Summary: When ECS tasks register with an ALB target group, three independent health check layers decide whether to keep or kill them. The ECS health check grace period buys startup time, but only if the ALB health check interval, thresholds, and port are aligned. Misconfigure one layer and tasks enter a restart loop before they ever serve traffic.
The Problem: Tasks Killed Before They Are Ready
You deploy a new ECS service behind an Application Load Balancer. The container takes 30 seconds to boot, but within 20 seconds ECS has already marked the task unhealthy and started a replacement. The replacement suffers the same fate. Your service oscillates between RUNNING and DRAINING, never reaching steady state.
This happens because three health check mechanisms fire independently, and ECS acts on the first failure it sees:
- ALB target group health check — the load balancer probes each registered target at a configurable interval.

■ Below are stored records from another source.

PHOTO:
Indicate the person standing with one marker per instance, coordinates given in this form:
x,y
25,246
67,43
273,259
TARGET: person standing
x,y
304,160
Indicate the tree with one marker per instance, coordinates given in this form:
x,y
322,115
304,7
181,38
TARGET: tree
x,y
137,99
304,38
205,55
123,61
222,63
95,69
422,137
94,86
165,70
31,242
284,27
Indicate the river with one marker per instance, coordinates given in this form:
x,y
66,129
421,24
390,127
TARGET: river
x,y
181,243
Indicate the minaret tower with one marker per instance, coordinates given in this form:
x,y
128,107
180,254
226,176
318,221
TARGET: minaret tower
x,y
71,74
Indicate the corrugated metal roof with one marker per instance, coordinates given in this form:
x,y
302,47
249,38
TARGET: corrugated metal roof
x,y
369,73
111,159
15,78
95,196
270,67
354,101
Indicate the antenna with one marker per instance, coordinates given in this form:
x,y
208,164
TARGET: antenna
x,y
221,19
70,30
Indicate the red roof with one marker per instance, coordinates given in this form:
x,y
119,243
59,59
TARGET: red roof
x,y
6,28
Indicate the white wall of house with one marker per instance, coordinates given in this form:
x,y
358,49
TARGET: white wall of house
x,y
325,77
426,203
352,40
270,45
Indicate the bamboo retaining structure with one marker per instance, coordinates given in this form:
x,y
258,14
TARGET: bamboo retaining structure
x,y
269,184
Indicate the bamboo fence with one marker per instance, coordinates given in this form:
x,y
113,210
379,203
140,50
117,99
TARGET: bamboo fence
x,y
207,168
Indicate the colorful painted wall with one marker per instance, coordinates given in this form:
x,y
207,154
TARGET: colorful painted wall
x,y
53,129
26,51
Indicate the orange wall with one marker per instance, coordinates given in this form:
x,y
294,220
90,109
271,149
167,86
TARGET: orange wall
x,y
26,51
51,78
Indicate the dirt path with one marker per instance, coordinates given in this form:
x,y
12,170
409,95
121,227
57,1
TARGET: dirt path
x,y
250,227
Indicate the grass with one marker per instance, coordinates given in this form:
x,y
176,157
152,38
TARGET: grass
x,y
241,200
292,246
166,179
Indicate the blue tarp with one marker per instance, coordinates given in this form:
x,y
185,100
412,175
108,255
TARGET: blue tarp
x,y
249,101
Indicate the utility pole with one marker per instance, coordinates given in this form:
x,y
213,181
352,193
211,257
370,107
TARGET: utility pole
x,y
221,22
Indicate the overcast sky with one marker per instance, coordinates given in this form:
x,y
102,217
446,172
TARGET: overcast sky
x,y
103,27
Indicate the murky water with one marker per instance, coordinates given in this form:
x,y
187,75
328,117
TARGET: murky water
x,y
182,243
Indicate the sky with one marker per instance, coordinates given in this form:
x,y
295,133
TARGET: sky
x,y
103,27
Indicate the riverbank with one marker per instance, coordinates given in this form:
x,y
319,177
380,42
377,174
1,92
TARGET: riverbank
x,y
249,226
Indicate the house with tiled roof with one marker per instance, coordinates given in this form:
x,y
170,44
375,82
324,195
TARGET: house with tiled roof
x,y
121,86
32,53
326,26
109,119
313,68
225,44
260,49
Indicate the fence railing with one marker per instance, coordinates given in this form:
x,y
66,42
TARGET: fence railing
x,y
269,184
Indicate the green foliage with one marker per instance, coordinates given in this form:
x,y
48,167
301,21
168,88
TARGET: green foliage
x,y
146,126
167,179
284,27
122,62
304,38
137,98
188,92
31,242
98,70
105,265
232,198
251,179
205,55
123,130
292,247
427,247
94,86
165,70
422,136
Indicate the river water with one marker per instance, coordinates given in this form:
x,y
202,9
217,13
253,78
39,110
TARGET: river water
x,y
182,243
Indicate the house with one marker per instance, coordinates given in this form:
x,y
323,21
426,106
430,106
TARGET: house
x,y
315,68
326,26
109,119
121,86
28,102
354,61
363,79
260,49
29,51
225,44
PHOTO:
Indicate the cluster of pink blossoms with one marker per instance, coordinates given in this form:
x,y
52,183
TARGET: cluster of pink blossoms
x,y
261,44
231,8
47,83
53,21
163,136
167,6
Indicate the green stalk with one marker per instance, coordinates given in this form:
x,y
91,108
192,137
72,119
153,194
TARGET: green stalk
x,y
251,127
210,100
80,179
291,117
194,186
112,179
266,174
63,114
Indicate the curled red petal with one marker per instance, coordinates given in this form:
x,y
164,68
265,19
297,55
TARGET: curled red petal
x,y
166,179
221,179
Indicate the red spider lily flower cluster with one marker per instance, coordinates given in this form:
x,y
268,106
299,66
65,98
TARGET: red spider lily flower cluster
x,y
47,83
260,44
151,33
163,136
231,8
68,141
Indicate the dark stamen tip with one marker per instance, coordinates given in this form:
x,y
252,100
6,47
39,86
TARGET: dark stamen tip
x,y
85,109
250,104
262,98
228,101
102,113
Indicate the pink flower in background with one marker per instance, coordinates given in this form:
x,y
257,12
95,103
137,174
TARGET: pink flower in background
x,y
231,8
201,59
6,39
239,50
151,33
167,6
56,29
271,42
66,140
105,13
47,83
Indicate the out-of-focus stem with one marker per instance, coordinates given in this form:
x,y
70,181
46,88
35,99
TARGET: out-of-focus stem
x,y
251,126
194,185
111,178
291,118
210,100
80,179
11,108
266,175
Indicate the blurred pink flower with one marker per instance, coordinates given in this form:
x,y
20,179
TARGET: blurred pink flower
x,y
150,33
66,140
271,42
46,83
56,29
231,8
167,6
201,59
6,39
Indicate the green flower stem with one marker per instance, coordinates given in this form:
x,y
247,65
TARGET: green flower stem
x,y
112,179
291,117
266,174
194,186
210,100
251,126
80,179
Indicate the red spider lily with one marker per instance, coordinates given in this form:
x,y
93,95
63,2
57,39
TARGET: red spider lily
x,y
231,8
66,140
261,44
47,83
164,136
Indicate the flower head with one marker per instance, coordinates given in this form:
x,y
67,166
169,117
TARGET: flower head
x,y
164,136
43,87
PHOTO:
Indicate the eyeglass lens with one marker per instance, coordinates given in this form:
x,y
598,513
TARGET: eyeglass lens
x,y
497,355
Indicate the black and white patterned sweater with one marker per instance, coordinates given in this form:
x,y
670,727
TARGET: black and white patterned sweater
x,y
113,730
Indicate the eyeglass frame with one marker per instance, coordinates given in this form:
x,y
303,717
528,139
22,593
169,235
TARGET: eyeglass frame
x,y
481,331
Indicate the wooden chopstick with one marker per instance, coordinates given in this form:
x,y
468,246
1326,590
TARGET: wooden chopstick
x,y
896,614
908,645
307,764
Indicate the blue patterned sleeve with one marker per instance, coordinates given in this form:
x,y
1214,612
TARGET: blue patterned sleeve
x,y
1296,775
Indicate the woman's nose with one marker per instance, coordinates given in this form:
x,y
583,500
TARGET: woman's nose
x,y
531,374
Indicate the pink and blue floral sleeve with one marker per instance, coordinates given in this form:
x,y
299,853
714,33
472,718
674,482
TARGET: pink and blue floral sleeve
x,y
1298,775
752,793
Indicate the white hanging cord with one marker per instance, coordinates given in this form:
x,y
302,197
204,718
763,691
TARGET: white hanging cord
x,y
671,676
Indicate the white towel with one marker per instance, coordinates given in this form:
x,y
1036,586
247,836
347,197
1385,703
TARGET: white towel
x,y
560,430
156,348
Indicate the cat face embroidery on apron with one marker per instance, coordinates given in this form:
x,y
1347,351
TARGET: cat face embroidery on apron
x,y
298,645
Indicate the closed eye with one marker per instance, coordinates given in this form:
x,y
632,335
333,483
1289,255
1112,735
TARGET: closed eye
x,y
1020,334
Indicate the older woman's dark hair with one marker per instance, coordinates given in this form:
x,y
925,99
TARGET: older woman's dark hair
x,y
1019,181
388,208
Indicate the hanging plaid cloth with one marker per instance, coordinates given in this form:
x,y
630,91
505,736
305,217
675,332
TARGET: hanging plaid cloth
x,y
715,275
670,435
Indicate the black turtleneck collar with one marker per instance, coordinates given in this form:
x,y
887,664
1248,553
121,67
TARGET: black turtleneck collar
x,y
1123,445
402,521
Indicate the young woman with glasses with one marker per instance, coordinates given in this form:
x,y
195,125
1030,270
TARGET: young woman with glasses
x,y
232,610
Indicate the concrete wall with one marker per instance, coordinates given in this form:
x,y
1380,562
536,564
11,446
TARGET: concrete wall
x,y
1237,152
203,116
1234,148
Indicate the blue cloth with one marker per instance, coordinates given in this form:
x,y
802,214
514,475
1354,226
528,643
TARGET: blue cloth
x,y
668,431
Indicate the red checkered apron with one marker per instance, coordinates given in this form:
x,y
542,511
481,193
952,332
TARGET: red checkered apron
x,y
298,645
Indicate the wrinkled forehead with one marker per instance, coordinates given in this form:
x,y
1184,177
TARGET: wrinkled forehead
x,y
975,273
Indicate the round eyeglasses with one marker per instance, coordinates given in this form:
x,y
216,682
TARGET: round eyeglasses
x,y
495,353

- ECS service health check — the ECS scheduler evaluates whether tasks behind a load balancer are healthy.
- Container health check — an optional
HEALTHCHECKin the Dockerfile orhealthCheckin the task definition.
The health check grace period is the ECS setting that pauses evaluation of these signals during startup. Understanding how all three layers interact is critical to avoiding the restart loop.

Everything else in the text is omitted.